КОСТРОМА MON AMOUR, 1994

Русская нирвана

На чем ты медитируешь, подруга светлых дней?

Какую мантру дашь душе измученной моей?

Горят кресты горячие на куполах церквей —

И с ними мы в согласии, внедряя в жизнь У Вэй.

Сай Рам, отец наш батюшка; Кармапа — свет души;

Ой, ламы линии Кагью — до чего ж вы хороши!

Я сяду в лотос поутру посереди Кремля

И вздрогнет просветленная сырая мать-земля.

На что мне жемчуг с золотом, на что мне art nouveau;

Мне кроме просветления не нужно ничего.

Мандала с махамудрою мне светят свысока —

Ой, Волга, Волга-матушка, буддийская река!

Пой, пой, лира (Слова А. Гуницкий — БГ)

Пой, пой, лира;

Пой о том, как полмира

Мне она подарила — а потом прогнала;

Пой, пой, лира,

О том, как на улице Мира

В меня попала мортира — а потом умерла.

Пой, пой, лира,

О глупостях древнего мира,

О бешеном члене сатира и тщете его ремесла;

Пой, пой, лира,

О возгласах "майна" и "вира",

О парусных волнах эфира и скрипе сухого весла.
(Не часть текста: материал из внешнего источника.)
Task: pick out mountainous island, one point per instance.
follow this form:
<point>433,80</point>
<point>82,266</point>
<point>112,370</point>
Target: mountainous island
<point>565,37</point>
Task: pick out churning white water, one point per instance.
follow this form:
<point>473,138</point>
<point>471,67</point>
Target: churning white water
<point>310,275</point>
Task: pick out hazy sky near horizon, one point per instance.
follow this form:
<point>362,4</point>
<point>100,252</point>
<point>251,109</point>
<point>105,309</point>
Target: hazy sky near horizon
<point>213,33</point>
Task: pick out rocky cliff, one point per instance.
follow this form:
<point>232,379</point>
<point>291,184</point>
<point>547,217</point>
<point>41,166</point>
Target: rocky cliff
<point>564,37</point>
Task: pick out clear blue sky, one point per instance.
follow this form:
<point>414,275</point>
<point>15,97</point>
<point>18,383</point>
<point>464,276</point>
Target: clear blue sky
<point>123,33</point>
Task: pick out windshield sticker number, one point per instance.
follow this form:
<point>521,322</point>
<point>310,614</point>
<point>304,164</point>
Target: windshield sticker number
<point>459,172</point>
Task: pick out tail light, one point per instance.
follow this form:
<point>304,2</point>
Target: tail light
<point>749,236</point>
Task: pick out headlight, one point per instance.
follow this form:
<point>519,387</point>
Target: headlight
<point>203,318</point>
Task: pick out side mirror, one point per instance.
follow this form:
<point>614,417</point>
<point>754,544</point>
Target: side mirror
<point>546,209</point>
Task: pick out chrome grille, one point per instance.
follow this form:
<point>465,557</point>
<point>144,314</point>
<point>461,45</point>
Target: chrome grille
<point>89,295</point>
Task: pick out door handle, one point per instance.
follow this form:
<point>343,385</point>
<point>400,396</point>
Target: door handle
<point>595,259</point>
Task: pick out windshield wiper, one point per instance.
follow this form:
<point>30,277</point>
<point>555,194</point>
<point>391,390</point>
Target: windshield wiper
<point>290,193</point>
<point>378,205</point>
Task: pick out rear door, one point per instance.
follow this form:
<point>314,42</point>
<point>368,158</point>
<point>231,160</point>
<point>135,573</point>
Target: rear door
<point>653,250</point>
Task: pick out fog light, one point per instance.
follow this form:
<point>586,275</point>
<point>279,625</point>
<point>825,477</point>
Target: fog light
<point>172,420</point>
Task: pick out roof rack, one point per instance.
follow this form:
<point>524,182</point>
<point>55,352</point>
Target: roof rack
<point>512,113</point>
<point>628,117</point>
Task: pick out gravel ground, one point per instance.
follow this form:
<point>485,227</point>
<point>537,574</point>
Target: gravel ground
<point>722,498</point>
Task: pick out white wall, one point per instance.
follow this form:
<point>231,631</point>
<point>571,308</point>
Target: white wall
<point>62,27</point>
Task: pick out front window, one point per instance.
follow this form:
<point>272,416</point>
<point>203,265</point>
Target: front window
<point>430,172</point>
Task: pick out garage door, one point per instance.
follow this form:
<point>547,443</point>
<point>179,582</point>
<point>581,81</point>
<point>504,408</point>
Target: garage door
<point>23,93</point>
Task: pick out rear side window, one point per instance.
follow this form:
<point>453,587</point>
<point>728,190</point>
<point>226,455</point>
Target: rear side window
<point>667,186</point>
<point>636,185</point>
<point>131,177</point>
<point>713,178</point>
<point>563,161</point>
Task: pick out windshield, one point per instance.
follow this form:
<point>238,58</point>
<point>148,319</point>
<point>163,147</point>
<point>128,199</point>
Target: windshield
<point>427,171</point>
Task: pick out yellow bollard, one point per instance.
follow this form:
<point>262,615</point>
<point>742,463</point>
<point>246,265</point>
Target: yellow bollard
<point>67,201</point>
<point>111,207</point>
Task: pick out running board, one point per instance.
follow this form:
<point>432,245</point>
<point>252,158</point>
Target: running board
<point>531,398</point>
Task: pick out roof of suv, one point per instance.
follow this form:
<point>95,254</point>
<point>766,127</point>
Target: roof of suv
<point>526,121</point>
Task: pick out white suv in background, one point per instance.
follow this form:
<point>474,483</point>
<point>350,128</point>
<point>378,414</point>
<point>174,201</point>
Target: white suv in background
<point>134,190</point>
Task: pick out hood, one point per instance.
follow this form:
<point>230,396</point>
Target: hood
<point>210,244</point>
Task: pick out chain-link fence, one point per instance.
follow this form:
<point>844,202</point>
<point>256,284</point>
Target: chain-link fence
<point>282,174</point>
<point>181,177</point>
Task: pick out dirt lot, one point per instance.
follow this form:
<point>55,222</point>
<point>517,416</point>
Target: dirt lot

Говорят, трижды три — двенадцать;

Я не верю про это, но все ж

Я с мечтой не хочу расставаться,

Пусть моя экзистенция — ложь;

Там вдали — ипподром Нагасаки,

Где бессмысленно блеет коза;

Все на свете — загадка и враки,

А над нами бушует гроза.

Пой, пой, лира,

О тайнах тройного кефира,

О бездуховности клира и первой любови козла;

Пой, пой, лира,

О том, как с вершины Памира

Она принесла мне кумира, а меня унесла.

Пой, пой, пой…

Пой — и подохни, лира!

Московская октябрьская

Вперед, вперед, плешивые стада;

Дети полка и внуки саркофага —

Сплотимся гордо вкруг родного флага,

И пусть кипит утекшая вода.

Застыл чугун над буйной головой,

Упал в бурьян корабль без капитана…

Ну, что ж ты спишь — проснись, проснись, охрана;

А то мне в душу влезет половой.

Сошел на нет всегда бухой отряд

И, как на грех, разведка перемерла;

Покрылись мхом штыки, болты и сверла —

А в небе бабы голые летят.

На их грудях блестит французский крем;

Они снуют с бесстыдством крокодила…

Гори, гори, мое паникадило,

А то они склюют меня совсем.

8200

Восемь тысяч двести верст пустоты —

А все равно нам с тобой негде ночевать.

Был бы я весел, если бы не ты —

Если бы не ты, моя родина-мать…

Был бы я весел, да что теперь в том;

Просто здесь красный, где у всех — голубой;

Серебром по ветру, по сердцу серпом —

И Сирином моя душа взлетит над тобой.

Из сияющей пустоты

В железном дворце греха живет наш ласковый враг:

На нем копыта и хвост, и золотом вышит жилет —

А где-то в него влюблена дева пятнадцати лет,

Потому что с соседями скучно, а с ним — может быть, нет.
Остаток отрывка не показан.